Coronavirus: Selon Jean-Christophe Lagarde, président de l’UDI, “en matière électorale, tout ce qu’on est en train de faire est parfaitement illégal”
Dernière modification : 20 juin 2022
Autrice : Pauline Wiener, étudiante à Science Po Saint-Germain-en-Laye, sous la direction de Jean-Paul Markus, professeur de droit à l’université Paris-Saclay
Source : L’Opinion, 24 mars 2020
Jean-Christophe Lagarde compare une décision du gouvernement (le report) et le code électoral (qui ne prévoit pas de report), pour affirmer qu’il y a illégalité. Heureusement le droit n’est pas une science si rigide qu’elle ne saurait tenir compte des réalités de terrain. Face à certaines circonstances exceptionnelles le droit a toujours plié sans rompre et le report du second tour, justifié par ces circonstances, était légal. Il l’est plus encore maintenant qu’il est inscrit dans la loi du 23 mars 2020.
Quand Emmanuel Macron déclare la guerre au Covid-19 et le report des élections municipales, lundi 16 mars, la mesure n’a pas encore été votée et les conseils municipaux ont l’obligation légale de se réunir. Cependant, cette mesure est-elle « illégale » pour autant ? Si Jean-Christophe Lagarde a raison de s’interroger sur le flou juridique et le caractère sans précédent d’un écart de plusieurs semaines entre les deux tours d’un scrutin municipal, il n’y a aucune illégalité vu les circonstances.
Traditionnellement, l’élection municipale est considérée comme « un bloc » composé de deux éléments. Selon le code électoral, « l’élection a lieu en mars et que le mandat des conseillers est de six ans » (art. L. 227) et « en cas de deuxième tour de scrutin, il y est procédé le dimanche suivant le premier tour » (art. L. 56). Ces dispositions permettent d’éviter l’altération de la sincérité du scrutin et donnent raison sur l’esprit des textes à Jean-Christophe Lagarde : peut-il pour autant parler d’illégalité compte tenu du contexte ?

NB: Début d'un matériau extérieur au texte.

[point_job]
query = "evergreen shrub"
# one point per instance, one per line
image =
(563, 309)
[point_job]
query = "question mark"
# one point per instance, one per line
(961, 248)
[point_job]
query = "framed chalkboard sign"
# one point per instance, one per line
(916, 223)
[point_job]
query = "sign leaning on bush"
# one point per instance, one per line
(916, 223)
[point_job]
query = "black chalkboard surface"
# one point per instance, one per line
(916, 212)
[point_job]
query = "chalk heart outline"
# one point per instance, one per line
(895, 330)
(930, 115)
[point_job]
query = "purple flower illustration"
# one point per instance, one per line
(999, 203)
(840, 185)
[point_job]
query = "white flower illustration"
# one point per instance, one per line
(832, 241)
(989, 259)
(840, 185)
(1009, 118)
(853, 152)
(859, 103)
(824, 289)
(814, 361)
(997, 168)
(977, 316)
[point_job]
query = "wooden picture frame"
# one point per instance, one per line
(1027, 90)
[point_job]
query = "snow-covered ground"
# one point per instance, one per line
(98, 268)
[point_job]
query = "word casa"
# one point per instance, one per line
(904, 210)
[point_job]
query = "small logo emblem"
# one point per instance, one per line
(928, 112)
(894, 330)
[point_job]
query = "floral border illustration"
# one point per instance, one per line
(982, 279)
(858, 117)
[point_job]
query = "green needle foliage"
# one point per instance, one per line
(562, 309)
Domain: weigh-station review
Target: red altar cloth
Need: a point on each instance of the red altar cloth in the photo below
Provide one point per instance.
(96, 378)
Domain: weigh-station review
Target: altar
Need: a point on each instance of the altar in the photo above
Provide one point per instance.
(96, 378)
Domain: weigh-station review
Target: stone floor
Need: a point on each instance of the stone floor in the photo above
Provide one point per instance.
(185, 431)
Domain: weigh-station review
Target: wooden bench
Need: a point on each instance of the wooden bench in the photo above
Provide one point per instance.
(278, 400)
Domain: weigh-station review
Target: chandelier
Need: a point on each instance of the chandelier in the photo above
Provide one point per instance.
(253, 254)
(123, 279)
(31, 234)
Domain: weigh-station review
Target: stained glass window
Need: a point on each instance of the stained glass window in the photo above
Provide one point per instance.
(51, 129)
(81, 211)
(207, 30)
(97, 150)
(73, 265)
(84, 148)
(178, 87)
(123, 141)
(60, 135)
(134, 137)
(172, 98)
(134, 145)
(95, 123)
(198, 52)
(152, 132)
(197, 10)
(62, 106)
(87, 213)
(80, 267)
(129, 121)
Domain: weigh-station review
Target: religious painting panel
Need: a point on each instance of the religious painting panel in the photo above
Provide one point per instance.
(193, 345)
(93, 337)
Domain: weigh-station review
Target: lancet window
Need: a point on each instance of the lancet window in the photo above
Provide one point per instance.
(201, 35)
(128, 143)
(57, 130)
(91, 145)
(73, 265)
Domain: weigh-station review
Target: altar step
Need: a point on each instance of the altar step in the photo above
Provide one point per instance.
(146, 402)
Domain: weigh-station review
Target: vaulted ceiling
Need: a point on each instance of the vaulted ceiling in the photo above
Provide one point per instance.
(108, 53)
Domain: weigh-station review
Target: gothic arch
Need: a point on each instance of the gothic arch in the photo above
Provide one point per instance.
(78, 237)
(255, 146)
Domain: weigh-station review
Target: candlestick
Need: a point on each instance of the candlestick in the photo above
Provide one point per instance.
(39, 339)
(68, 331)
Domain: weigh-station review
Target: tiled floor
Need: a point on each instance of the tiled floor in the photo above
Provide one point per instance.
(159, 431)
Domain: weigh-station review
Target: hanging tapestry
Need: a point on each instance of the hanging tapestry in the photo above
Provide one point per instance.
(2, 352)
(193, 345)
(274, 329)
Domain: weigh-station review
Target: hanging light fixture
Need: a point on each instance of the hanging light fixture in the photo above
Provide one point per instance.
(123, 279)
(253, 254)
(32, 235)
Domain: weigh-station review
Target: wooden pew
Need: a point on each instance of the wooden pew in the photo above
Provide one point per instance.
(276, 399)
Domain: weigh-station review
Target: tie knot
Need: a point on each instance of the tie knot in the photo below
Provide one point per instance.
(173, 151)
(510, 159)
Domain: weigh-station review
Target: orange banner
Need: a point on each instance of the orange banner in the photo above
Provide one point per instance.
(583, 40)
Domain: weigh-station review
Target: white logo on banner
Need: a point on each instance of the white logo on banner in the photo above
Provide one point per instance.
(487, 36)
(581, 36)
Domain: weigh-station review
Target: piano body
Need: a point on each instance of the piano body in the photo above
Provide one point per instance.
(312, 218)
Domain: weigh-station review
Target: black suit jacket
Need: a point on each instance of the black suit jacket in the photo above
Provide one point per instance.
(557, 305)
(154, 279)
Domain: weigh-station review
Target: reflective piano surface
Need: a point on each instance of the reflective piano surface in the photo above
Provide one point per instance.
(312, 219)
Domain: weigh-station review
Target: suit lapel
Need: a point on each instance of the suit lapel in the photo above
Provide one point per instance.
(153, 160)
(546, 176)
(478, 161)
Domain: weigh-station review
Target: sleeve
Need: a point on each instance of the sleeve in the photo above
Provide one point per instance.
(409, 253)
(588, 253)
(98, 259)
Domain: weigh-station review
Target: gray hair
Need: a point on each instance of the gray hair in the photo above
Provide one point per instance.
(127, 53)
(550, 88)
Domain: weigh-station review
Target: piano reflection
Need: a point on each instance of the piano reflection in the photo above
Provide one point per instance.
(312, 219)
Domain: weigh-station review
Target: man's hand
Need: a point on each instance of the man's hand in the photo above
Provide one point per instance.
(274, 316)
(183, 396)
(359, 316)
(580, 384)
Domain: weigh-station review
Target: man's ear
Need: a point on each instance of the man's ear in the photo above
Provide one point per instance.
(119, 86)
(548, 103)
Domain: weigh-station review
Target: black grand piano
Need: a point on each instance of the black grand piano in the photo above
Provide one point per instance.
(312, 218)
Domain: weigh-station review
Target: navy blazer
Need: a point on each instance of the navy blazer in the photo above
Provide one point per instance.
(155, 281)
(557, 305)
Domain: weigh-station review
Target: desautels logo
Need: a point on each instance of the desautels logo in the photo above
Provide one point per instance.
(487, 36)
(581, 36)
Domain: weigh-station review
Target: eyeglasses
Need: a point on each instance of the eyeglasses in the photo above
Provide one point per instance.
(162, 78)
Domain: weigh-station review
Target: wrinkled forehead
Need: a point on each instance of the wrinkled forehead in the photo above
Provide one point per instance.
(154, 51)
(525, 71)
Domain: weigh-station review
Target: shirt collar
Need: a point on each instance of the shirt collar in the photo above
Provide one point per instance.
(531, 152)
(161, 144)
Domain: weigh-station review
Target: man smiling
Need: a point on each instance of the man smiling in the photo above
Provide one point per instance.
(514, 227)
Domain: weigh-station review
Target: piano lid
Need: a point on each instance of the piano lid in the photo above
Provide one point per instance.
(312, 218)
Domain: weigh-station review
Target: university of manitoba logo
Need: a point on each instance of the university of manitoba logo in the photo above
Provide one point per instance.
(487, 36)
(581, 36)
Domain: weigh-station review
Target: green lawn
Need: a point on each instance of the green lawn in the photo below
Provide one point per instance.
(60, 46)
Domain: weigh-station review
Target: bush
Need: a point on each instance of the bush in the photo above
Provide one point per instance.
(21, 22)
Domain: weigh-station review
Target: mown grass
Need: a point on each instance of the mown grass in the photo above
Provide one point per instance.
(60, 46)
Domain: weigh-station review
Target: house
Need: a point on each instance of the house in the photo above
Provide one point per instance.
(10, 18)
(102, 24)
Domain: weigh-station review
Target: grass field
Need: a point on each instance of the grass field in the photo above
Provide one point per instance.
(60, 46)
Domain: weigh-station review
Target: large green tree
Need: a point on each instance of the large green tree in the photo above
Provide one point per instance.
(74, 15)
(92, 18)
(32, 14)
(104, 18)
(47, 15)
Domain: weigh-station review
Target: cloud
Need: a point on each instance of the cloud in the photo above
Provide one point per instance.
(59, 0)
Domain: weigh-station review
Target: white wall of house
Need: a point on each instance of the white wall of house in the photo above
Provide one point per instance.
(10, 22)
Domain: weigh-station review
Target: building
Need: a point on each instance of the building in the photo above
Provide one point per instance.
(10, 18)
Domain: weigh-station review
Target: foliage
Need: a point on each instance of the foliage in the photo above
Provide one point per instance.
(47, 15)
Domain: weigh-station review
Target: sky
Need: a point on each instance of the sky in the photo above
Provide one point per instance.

Il n’existe pas de précédent d’un écart de plusieurs semaines entre les deux tours d’un scrutin municipal. Mais en 1973, le département de La Réunion avait vu le second tour de l’élection législative reporté d’une semaine à la suite d’une alerte cyclonique. À cette occasion, le Conseil constitutionnel avait jugé, dans une décision du 27 juin 1973, que ce report était justifié par les circonstances exceptionnelles et que la sincérité du scrutin n’avait pas été altérée. L’exemple de 1973 est tout à fait transposable à l’élection municipale. Dans son avis sur le projet de loi d’urgence pour faire face à l’épidémie de Covid-19, le Conseil d’État considère aussi qu’en raison des circonstances exceptionnelles, ce report du second tour des élections municipales n’est pas contraire à la Constitution. D’ailleurs la Constitution reste floue sur la question : « le suffrage peut être direct ou indirect dans les conditions prévues par la Constitution. Il est toujours universel, égal et secret »(art. 3).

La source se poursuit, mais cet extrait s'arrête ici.